WASHINGTON — The billboards popping up in South Carolina in advance of the Feb. 3 Democratic primary there don’t endorse a candidate, but they underscore a thorny issue facing politicians this election season: unemployment.
This story first appeared in the January 12, 2004 issue of WWD. Subscribe Today.
“Lost Your Job to Free Trade and Offshoring Yet? Vote,” read the billboards, put up by the American Manufacturers Trade Action Coalition, which has a heavy textile-mill constituency, including Spartanburg, S.C.-based industry giant Milliken & Co.
The billboards — there are nine strategically placed along well-trafficked highways and intersections in the state — are part of AMTAC’s grassroots campaign to encourage voters to support politicians who want to change U.S. trade policies.
“The eyes of the political world are going to be on South Carolina between now and Feb. 3, and AMTAC wants to ensure the manufacturing crisis and the job-loss issue are fully vetted as part of the debate leading up to this primary,” said Augustine Tantillo, AMTAC’s Washington coordinator. “It’s part of our education program getting people to connect the dots on trade policy and its impact on jobs.”

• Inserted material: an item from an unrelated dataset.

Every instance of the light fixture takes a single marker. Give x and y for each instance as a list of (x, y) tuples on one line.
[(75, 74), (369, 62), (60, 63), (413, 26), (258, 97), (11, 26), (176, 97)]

The coalition argues that U.S. trade policies furthered by President Bush, as well as his recent predecessors and members of Congress from both parties, are too skewed toward allowing foreign imports to increase at the expense of competing American manufacturers.
Although not endorsing or campaigning against any candidate, AMTAC members, including Milliken officials, make clear their discontent about Bush on trade and his zeal for wanting to negotiate more regional free-trade pacts, like the one just concluded with Central American countries. The President argues that expanding international trade is essential to the U.S. economy, as long as steps are taken to enforce trade pact rules.
However, like other U.S. manufacturing groups, the coalition likes to note that since 2001 when Bush became President, the economy has shed 2.3 million manufacturing jobs.
“We have serious problems with many of his policies,” Tantillo said of Bush, who handily won South Carolina in the 2000 election, and is now under pressure by AMTAC and other textile groups to take import-limiting steps like setting quotas on Chinese textiles and apparel. “If he produces the solution or someone else produces it, it doesn’t matter to us, as long as we get a solution.”
South Carolina is one of the states hardest hit by the manufacturing downturn. In the last year, the state has lost almost 20,000 factory jobs, including 4,000 in textiles. In the last 10 years — the free-trade pact craze started with NAFTA in 1994 — the state has lost almost 100,000 manufacturing jobs, including 42,600 in textiles, or about 45 percent of the state’s industry.
South Carolina is expected to be a key state in winnowing the field of Democratic candidates, since it’s seen as representing a swath of conservative-minded Democrats in a Republican-heavy state that doesn’t always back GOP candidates. Depending on the outcomes of the Jan. 19 Iowa caucus and Jan. 27 New Hampshire primary, the victor in South Carolina could also become a clear designee as the Democratic presidential candidate to challenge Bush in the fall.
It’s difficult to measure the potential impact of the billboards on the Democratic primary, or in the general election, with the plans to keep the signs up through the Nov. 2 face-off.
“I don’t think the billboards will make a difference,” said Steve Pfister, senior vice president of government relations with the National Retail Federation, a backer of free-trade policies. “Quite frankly, they’ve spent a lot of money to urge people to turn out and vote, but their message is muted because they’re not lining up behind a candidate.”